Give Your HR Policies a Summer Tune-Up

Give Your HR Policies a Summer Tune-Up

As the warm weather approaches and staff leave on vacations, this is a good time to take stock of your organisation’s HR policies. Whether you have a staff of 10 or a 1000, it is important to ensure that your policies reflect expectations for how things are done at your organisation. Policies provide employees with guidelines to help ensure that staff are treated fairly, and allow managers to make decisions that are non-biased, consistent and transparent. However it is critical that policies are not created for the sake of it, but in response to a real need. Ensure that any policies you implement are in line with what your company values and how work should be accomplished. Managers also need to have the skills and resources to be able to implement and monitor the policies while they’re in practice.

For some organizations the changing work environment will dictate policy changes. Companies are increasingly allowing employees to work remotely, necessitating the need for a policy that informs staff of the details of the agreement. This could include the criteria for approval to telecommute, the use of equipment and technology, required response times, as well as accountability and monitoring of the arrangement.
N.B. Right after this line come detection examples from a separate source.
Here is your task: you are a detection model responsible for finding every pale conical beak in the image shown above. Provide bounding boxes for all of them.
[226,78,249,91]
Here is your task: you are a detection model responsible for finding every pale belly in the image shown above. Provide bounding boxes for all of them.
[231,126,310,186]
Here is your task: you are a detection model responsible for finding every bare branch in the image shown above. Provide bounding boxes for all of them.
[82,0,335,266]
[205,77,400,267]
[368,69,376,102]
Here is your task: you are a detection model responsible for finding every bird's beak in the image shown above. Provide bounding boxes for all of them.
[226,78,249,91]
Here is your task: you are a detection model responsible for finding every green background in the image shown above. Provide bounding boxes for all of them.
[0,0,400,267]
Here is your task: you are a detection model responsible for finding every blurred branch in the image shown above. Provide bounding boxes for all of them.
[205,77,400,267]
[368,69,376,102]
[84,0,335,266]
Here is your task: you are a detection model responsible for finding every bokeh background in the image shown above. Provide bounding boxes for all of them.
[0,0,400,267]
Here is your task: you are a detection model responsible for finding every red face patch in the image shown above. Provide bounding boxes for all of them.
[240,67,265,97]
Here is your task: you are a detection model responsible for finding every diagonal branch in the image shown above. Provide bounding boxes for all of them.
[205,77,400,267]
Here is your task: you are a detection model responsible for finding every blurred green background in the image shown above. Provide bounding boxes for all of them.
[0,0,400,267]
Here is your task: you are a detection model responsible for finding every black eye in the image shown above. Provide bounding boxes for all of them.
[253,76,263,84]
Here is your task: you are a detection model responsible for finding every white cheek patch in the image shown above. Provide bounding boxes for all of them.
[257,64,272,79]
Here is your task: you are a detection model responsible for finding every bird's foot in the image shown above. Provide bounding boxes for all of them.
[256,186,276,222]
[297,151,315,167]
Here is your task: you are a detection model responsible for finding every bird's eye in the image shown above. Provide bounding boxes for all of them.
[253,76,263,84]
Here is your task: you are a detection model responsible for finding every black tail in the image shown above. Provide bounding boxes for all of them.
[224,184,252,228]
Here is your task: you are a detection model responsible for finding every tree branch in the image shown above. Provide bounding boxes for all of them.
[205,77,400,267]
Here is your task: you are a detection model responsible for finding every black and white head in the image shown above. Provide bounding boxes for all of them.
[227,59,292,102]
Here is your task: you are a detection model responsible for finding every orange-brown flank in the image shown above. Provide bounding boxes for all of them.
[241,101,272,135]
Having well-documented policies will also ensure that the organization is in compliance with legislation and provide protection against employment claims. Make sure that you are up-to-date with the relevant federal and provincial employment legislation to understand the policies that are required for compliance in your jurisdiction.

Common Policies

Here are some areas that will commonly have written policies in place:

  • Working Remotely
  • Confidentiality
  • Attendance
  • Dress Code
  • Overtime
  • Code of Conduct
  • Diversity and Inclusion
  • Violence in the Workplace and Harassment
  • Leave (bereavement, compassionate, vacation, unpaid, jury duty, family)
  • Maternity, Parental, and Adoption Leave
  • Health and Safety
  • Reporting and Accident
  • Alcohol and Drug Use Policy
  • Grievance/Conflict Resolution

Taking the time to review your policies also allows you to reflect on what is working well, what may be unclear or ambiguous, and what needs to be updated.